38
In de Volvo pijnigde Carver zijn hersens in een poging een verband te leggen tussen Alix en de vrouw. ‘Die serveerster, Trudi, zei dat ze Russisch was, en een jaar of vijftig. Ik weet zeker dat ik weet wie ze is. Ik kan er alleen niet opkomen…’
‘Volgens mij weet ik het wel,’ zei Larsson. ‘Toen jij ziek was hebben Alix en ik veel met elkaar gepraat. Ze heeft me een heleboel over haar verleden verteld, en wat er tussen jullie is gebeurd…’ Hij zweeg even. ‘Ze heeft me ook verteld wat er die avond in Gstaad is gebeurd.’
‘En?’
‘Die vrouw in de Bierkeller, ik weet niet hoe ze heet – in elk geval niet haar voornaam. Maar ik denk wel dat ik weet wie zij was: de vrouw die Alix heeft gevonden toen ze nog maar een meisje was, en haar heeft opgeleid om… eh…’ Larssons gezicht vertrok van gêne.
‘Ja, ik weet waarvoor ze werd opgeleid,’ zei Carver.
‘Oké,’ zei Larsson, zichtbaar opgelucht.‘En de echtgenoot van die vrouw was ook een KGB-agent. Hij leidde Alix’ operaties en daarna was Alix… ja, hoor eens, sorry man… daarna was ze zijn minnares. Tot ze naar Parijs ging en jou ontmoette, ja toch? De man heette Yuri Zhukovski. Hij was degene die jij in Gstaad hebt vermoord…’

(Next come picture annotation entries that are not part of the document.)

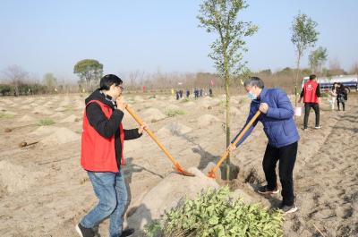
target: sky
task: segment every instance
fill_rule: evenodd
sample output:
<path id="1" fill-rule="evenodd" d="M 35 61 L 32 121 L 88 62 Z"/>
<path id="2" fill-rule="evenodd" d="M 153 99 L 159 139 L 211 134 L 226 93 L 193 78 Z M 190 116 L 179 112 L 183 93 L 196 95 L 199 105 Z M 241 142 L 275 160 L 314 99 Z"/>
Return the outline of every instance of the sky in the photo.
<path id="1" fill-rule="evenodd" d="M 105 73 L 214 72 L 208 57 L 217 38 L 198 28 L 199 0 L 0 0 L 0 78 L 19 65 L 41 78 L 74 80 L 74 64 L 98 60 Z M 358 62 L 356 0 L 247 0 L 240 20 L 259 31 L 247 38 L 252 71 L 294 67 L 291 24 L 299 13 L 318 23 L 317 47 L 350 70 Z M 314 48 L 312 48 L 314 49 Z M 302 64 L 308 66 L 305 52 Z"/>

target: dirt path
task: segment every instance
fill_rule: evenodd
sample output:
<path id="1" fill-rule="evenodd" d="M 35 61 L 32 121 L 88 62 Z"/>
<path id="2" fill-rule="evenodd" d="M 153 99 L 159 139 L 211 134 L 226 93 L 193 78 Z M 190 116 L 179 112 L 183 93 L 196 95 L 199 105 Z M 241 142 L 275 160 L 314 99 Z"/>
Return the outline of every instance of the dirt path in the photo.
<path id="1" fill-rule="evenodd" d="M 358 106 L 349 103 L 333 112 L 330 134 L 295 172 L 300 210 L 287 218 L 287 236 L 358 236 Z"/>

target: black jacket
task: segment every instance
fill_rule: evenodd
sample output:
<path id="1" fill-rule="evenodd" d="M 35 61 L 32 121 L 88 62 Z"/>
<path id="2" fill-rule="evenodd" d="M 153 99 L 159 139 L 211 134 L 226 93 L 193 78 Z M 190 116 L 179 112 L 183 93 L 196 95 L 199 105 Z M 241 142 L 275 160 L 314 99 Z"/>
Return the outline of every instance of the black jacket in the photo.
<path id="1" fill-rule="evenodd" d="M 122 159 L 122 144 L 120 139 L 119 124 L 121 123 L 124 113 L 116 108 L 116 104 L 112 97 L 106 96 L 99 89 L 96 89 L 90 97 L 85 100 L 86 105 L 91 100 L 99 100 L 100 102 L 109 106 L 113 109 L 112 115 L 107 119 L 103 114 L 100 106 L 97 103 L 90 103 L 86 106 L 86 115 L 90 122 L 90 124 L 103 137 L 110 138 L 115 135 L 115 159 L 117 161 L 118 170 L 121 165 Z M 138 132 L 138 129 L 124 130 L 124 140 L 138 139 L 141 136 Z"/>

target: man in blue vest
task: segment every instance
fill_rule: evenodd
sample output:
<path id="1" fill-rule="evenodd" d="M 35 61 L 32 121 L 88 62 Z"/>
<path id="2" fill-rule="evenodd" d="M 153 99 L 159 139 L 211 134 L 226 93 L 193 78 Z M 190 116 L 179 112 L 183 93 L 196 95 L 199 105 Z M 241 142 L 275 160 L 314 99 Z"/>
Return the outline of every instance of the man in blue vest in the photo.
<path id="1" fill-rule="evenodd" d="M 265 88 L 263 81 L 258 77 L 247 79 L 244 81 L 244 87 L 249 98 L 251 99 L 246 123 L 257 111 L 260 110 L 261 114 L 236 146 L 234 144 L 229 146 L 229 151 L 232 152 L 240 146 L 252 131 L 257 123 L 261 122 L 263 131 L 268 139 L 262 161 L 267 185 L 259 188 L 258 192 L 260 194 L 279 192 L 276 175 L 276 165 L 279 161 L 279 179 L 283 198 L 279 208 L 286 214 L 295 212 L 297 207 L 294 205 L 293 171 L 300 136 L 294 121 L 294 108 L 291 101 L 282 89 Z"/>

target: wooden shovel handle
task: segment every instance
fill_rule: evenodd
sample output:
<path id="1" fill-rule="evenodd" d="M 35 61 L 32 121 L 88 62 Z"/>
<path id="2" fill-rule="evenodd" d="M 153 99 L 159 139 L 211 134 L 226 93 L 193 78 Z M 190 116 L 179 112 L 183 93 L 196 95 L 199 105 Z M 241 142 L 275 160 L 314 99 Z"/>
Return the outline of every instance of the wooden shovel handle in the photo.
<path id="1" fill-rule="evenodd" d="M 256 114 L 253 115 L 253 117 L 250 120 L 250 122 L 245 125 L 243 130 L 240 132 L 239 136 L 235 139 L 235 140 L 233 142 L 234 146 L 239 142 L 239 140 L 243 138 L 243 136 L 246 133 L 246 131 L 249 130 L 249 128 L 252 125 L 252 123 L 255 122 L 255 120 L 260 116 L 261 112 L 258 110 Z M 226 150 L 224 152 L 224 154 L 221 156 L 220 160 L 217 162 L 217 165 L 209 172 L 209 175 L 215 175 L 215 173 L 218 169 L 218 167 L 221 165 L 221 164 L 224 162 L 224 160 L 226 159 L 227 156 L 229 155 L 229 148 L 226 148 Z"/>
<path id="2" fill-rule="evenodd" d="M 143 125 L 144 124 L 143 121 L 134 113 L 134 111 L 128 105 L 125 106 L 125 109 L 134 118 L 134 120 L 137 121 L 137 123 L 140 125 Z M 159 140 L 157 138 L 157 136 L 154 134 L 154 132 L 151 130 L 148 129 L 148 128 L 145 129 L 145 131 L 147 131 L 148 135 L 149 135 L 149 137 L 163 150 L 163 152 L 166 155 L 166 157 L 168 157 L 168 158 L 173 162 L 173 164 L 175 165 L 177 165 L 178 162 L 175 160 L 175 157 L 172 157 L 172 155 L 170 155 L 169 151 L 163 146 L 163 144 L 159 141 Z"/>

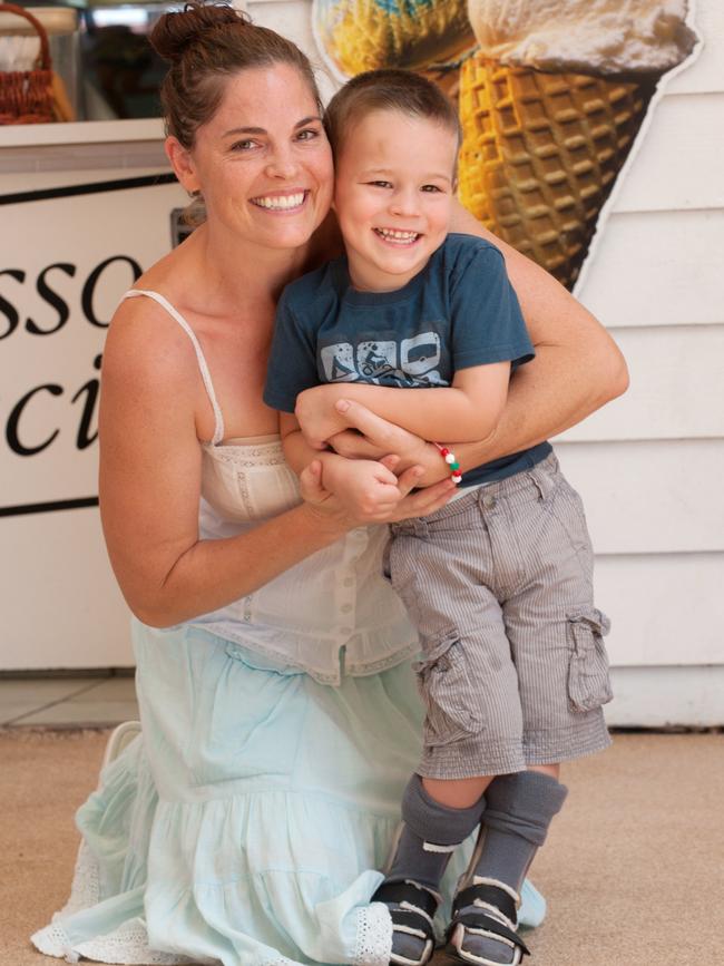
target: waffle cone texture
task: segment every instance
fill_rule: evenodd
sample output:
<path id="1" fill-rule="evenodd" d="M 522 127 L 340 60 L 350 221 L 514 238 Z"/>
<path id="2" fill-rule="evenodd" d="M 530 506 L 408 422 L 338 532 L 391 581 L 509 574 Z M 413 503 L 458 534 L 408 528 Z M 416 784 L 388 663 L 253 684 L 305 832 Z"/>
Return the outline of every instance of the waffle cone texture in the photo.
<path id="1" fill-rule="evenodd" d="M 342 74 L 418 68 L 469 49 L 466 0 L 314 0 L 317 42 Z"/>
<path id="2" fill-rule="evenodd" d="M 462 204 L 571 287 L 655 86 L 469 58 L 460 77 Z"/>

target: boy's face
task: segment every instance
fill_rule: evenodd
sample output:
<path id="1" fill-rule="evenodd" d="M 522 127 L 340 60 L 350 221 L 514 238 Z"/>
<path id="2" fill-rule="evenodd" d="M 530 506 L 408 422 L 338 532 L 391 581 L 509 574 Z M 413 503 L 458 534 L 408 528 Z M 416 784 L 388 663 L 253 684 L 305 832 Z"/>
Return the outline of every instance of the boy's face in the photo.
<path id="1" fill-rule="evenodd" d="M 334 206 L 355 289 L 401 289 L 446 238 L 454 197 L 454 134 L 398 110 L 375 110 L 346 133 Z"/>

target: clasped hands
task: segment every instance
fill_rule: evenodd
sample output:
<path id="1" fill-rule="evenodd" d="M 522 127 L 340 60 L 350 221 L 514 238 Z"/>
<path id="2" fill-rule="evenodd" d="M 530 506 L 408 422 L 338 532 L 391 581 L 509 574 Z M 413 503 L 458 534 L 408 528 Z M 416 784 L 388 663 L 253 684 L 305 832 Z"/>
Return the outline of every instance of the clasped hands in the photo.
<path id="1" fill-rule="evenodd" d="M 323 469 L 313 460 L 301 477 L 304 498 L 321 504 L 333 492 L 365 523 L 423 516 L 444 506 L 454 487 L 434 447 L 343 397 L 339 383 L 297 397 L 295 416 L 306 442 L 345 457 L 325 460 Z M 414 487 L 425 489 L 412 494 Z"/>

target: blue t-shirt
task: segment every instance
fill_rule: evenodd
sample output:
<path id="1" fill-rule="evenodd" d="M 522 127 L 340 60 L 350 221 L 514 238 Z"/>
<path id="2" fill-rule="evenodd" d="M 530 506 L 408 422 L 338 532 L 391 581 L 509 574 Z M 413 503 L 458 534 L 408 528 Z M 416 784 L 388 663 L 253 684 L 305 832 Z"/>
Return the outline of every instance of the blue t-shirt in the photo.
<path id="1" fill-rule="evenodd" d="M 451 386 L 459 369 L 506 361 L 516 367 L 534 354 L 499 250 L 451 234 L 393 292 L 353 289 L 344 256 L 287 285 L 276 311 L 264 401 L 293 412 L 297 394 L 322 382 Z M 549 443 L 540 443 L 476 467 L 464 474 L 463 486 L 511 476 L 549 452 Z"/>

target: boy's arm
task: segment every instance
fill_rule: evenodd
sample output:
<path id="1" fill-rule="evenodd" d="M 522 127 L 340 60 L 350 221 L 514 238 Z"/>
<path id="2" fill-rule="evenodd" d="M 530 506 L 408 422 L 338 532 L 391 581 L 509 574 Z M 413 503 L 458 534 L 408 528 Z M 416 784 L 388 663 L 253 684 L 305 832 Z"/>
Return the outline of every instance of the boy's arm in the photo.
<path id="1" fill-rule="evenodd" d="M 464 466 L 472 467 L 580 422 L 626 391 L 628 372 L 604 326 L 552 275 L 491 234 L 460 204 L 453 211 L 452 231 L 500 248 L 536 348 L 535 360 L 513 373 L 493 437 L 456 450 Z"/>
<path id="2" fill-rule="evenodd" d="M 361 402 L 390 422 L 423 439 L 483 440 L 495 430 L 506 404 L 510 362 L 471 365 L 456 372 L 452 386 L 398 389 L 335 382 L 300 393 L 295 416 L 310 448 L 346 429 L 336 411 L 340 399 Z"/>

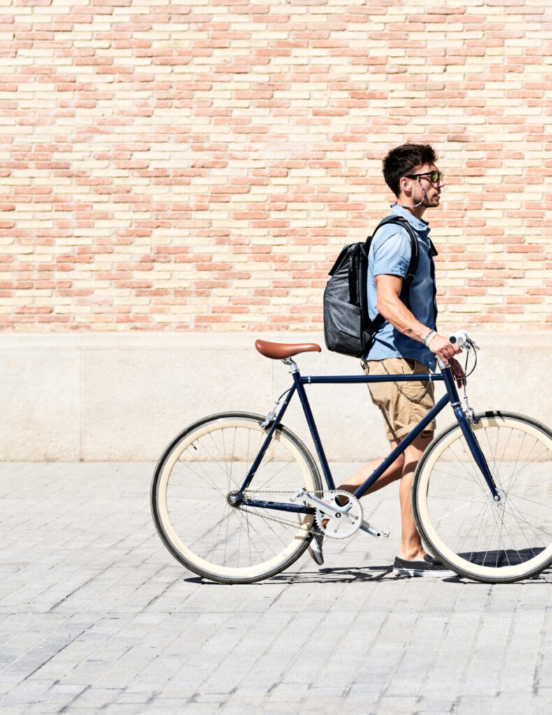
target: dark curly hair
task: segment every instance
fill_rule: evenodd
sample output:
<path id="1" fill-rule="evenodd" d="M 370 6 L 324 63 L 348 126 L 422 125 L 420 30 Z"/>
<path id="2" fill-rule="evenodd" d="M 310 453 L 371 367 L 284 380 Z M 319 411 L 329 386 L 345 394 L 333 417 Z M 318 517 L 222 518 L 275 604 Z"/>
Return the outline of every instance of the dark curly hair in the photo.
<path id="1" fill-rule="evenodd" d="M 383 177 L 395 196 L 400 191 L 402 177 L 412 174 L 423 164 L 435 164 L 437 154 L 429 144 L 402 144 L 392 149 L 383 160 Z"/>

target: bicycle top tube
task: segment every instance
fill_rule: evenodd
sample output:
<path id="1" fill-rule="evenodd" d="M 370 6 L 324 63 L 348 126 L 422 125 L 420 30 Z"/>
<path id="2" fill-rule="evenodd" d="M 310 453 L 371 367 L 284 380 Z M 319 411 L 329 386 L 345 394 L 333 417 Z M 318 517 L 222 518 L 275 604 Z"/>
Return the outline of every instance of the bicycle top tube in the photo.
<path id="1" fill-rule="evenodd" d="M 301 352 L 321 352 L 321 348 L 316 342 L 271 342 L 268 340 L 257 340 L 255 341 L 255 347 L 261 355 L 271 360 L 285 360 L 287 364 L 293 367 L 294 373 L 299 373 L 299 370 L 296 363 L 291 360 L 295 355 Z M 300 377 L 299 381 L 303 384 L 346 384 L 354 383 L 388 383 L 388 382 L 408 382 L 417 380 L 442 380 L 442 375 L 438 373 L 422 373 L 412 375 L 316 375 Z"/>

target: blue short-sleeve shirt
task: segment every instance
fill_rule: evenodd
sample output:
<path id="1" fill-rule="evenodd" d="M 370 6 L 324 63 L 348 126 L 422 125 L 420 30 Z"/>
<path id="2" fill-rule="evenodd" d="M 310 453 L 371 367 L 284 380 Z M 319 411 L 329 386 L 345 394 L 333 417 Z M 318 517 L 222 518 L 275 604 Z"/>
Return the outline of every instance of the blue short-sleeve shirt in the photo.
<path id="1" fill-rule="evenodd" d="M 405 218 L 416 232 L 420 245 L 420 262 L 414 280 L 410 283 L 410 310 L 423 325 L 436 330 L 437 302 L 430 227 L 406 209 L 394 205 L 391 215 Z M 398 275 L 405 278 L 410 262 L 412 246 L 406 230 L 396 224 L 383 226 L 374 235 L 368 260 L 368 309 L 371 320 L 377 315 L 375 276 Z M 366 360 L 386 358 L 409 358 L 417 360 L 430 370 L 435 368 L 435 356 L 422 342 L 404 335 L 387 321 L 375 335 Z"/>

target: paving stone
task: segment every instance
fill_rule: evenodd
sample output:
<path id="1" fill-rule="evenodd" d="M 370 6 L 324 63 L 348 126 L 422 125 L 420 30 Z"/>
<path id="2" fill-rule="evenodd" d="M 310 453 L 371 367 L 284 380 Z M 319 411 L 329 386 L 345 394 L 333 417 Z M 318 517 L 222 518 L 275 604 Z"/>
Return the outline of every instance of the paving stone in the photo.
<path id="1" fill-rule="evenodd" d="M 377 503 L 389 539 L 329 543 L 321 568 L 305 554 L 260 583 L 203 582 L 155 531 L 152 468 L 0 465 L 2 713 L 552 709 L 550 572 L 396 578 L 397 495 L 383 490 L 367 512 Z"/>

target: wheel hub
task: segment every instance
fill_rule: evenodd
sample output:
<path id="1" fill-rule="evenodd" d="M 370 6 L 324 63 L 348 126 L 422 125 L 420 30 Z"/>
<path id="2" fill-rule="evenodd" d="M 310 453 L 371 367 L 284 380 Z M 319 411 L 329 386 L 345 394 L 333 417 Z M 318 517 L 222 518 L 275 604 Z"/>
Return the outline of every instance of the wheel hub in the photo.
<path id="1" fill-rule="evenodd" d="M 243 501 L 243 497 L 238 491 L 228 492 L 228 495 L 226 497 L 226 501 L 231 506 L 239 506 Z"/>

‘Jezus,’ zei Carver. ‘Alix sliep met de man van die vrouw en ik heb hem vermoord. Dat verklaart in elk geval waarom Alix het op haar heupen kreeg toen ze haar in de Bierkeller zag.’
‘En het verklaart waarschijnlijk ook waarom iemand jou vanavond probeerde te vermoorden,’ zei Larsson.
‘Oké, maar wat is er in de tussentijd gebeurd? Alix gaat ervandoor. De vrouw stuurt twee kerels achter haar aan. En het eerstvolgende wat we weten is dat Alix opeens geld heeft en mijn rekeningen betaalt. Hoe valt dat te rijmen?’
‘Geen idee,’ gaf Larsson toe. ‘Maar we hebben een paar weken om dat uit te zoeken.’
‘Wat bedoel je?’
Ze waren de rivier overgestoken en reden nu door de woonwijken tussen het meer en de internationale luchthaven aan de rand van de stad.
‘Zo lang gaat het duren om jou weer in vorm te krijgen. Ik zou liever twee keer zo lang de tijd nemen, maar ik weet dat je haast hebt. Wacht even…’
Hij stopte voor een van de appartementengebouwen. Carver keek om zich heen. Dit was waar Larsson woonde. Hij was hier eerder geweest. Toen was het een verrassing voor hem geweest, en nu weer, om te zien dat iemand als Larsson in zo’n burgerlijke omgeving woonde. Met zijn woeste haar, gescheurde jeans en vintage rock-band-T-shirts zag de Noor eruit alsof hij eerder thuishoorde in het een of andere excentrieke pakhuis, omringd door computeronderdelen en lege pizzadozen. Maar Genève deed niet aan excentrieke pakhuizen.
Larsson gaf hem een klopje op zijn schouder. ‘Wacht hier even, oké? Ik pak alleen even wat kleding voor koud weer en mijn laptop.’
‘Waarom? Waar gaan we naartoe?’
Larsson grinnikte. ‘Naar het einde van de wereld, Carver. Mijn wereld. Ik ga je leven tot een hel maken. Daar heb je me zojuist een hele smak geld voor betaald.’